Лепестки не завяли в его ладони.
Они трепетали на легком ветру, росинки сверкали на солнце, и весь цветок казался крошечным светильником, зажженным в честь их победы.
— Спасибо, — прошептал Мирослав.
Девочка рассмеялась и, развернувшись, побежала к стоящей поодаль деревне, где из труб уже поднимался дымок, а на улицах слышался смех.
— Идем? — прохрипел Седой.
Мирослав посмотрел на цветок, потом на "Лютоволка" за спиной.
Меч, некогда пылавший яростью, теперь был тихим.
Но в его глубине, в самых трещинах, что покрывали клинок, мерцал слабый свет – не белый, не синий, а золотой, как этот простой полевой цветок.
— Идем, — сказал Мирослав.
И они пошли к дыму, к смеху, к жизни.
А цветок в его руке так и не увял.
Дома Мать ждала на пороге, ее лицо изрезано морщинами тревоги.
Она стояла, опершись о косяк, будто не решаясь сделать шаг навстречу. В глазах – целая буря: страх, надежда, горечь долгого ожидания. Пальцы, привыкшие к тяжелой работе, судорожно сжимали подол передника, выстиранного до белизны.
Она смотрела на Мирослава, на Седого, на выжженную пустоту за их спинами.
Видела, как они шатаются от усталости. Как кровь сочится сквозь повязки на их телах. Как тени под их глазами глубже, чем должны быть у живых.
Ничего не спросила, не проронила ни слова.
Просто обняла, прижав к себе, словно спасая от вечного холода.
Ее руки дрожали, но объятия были крепкими – такими, какими обнимают детей, вернувшихся с войны. В этом прикосновении было все: и "я ждала", и "как же я боялась", и самое главное – "ты дома".

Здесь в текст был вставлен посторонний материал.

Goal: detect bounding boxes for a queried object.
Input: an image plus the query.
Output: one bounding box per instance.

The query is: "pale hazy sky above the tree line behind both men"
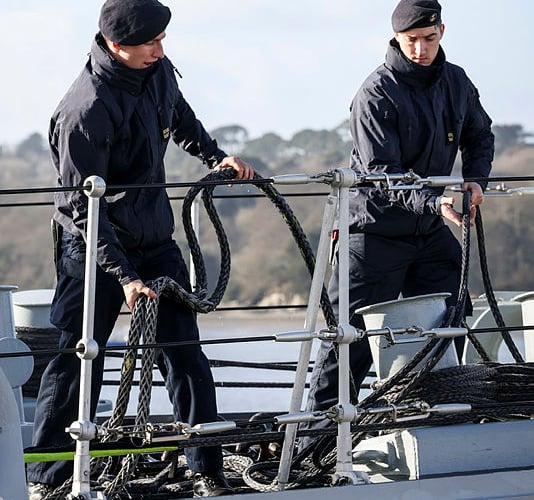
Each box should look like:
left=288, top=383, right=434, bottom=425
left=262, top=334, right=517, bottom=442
left=0, top=0, right=534, bottom=146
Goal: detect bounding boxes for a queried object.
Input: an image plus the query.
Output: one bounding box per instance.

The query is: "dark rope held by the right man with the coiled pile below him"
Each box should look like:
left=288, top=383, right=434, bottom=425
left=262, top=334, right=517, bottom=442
left=244, top=192, right=534, bottom=491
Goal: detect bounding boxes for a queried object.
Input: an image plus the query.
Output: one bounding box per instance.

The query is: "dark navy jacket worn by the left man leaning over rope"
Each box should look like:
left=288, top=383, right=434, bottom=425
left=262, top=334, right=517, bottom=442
left=49, top=34, right=226, bottom=284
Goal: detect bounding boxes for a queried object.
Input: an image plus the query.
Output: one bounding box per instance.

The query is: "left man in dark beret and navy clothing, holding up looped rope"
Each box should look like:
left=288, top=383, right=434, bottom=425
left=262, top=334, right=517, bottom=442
left=27, top=0, right=254, bottom=500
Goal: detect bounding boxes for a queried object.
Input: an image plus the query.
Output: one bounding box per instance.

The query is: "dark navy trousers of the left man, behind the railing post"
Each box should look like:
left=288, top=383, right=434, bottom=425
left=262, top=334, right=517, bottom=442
left=27, top=233, right=222, bottom=486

Велена стояла у стола, в руках – чаша с дымящимся отваром.
Сестра. Младшая, но уже с мудростью старухи в глазах.
— Пей, — тихо сказала она, протягивая чашу. — Потом поговорим.
Мирослав выпил залпом. Горечь обожгла горло, но через мгновение по телу разлилось живительное тепло.
Он почувствовал, как усталость отступает, как раны перестают ныть, как в груди снова появляется место для чего-то, кроме боли.
— Они все… — начал он, запинаясь.
Голос предательски дрогнул. Перед глазами встали лица – Дара, Лютого, десятков других. Тех, кто остался там, в пепле.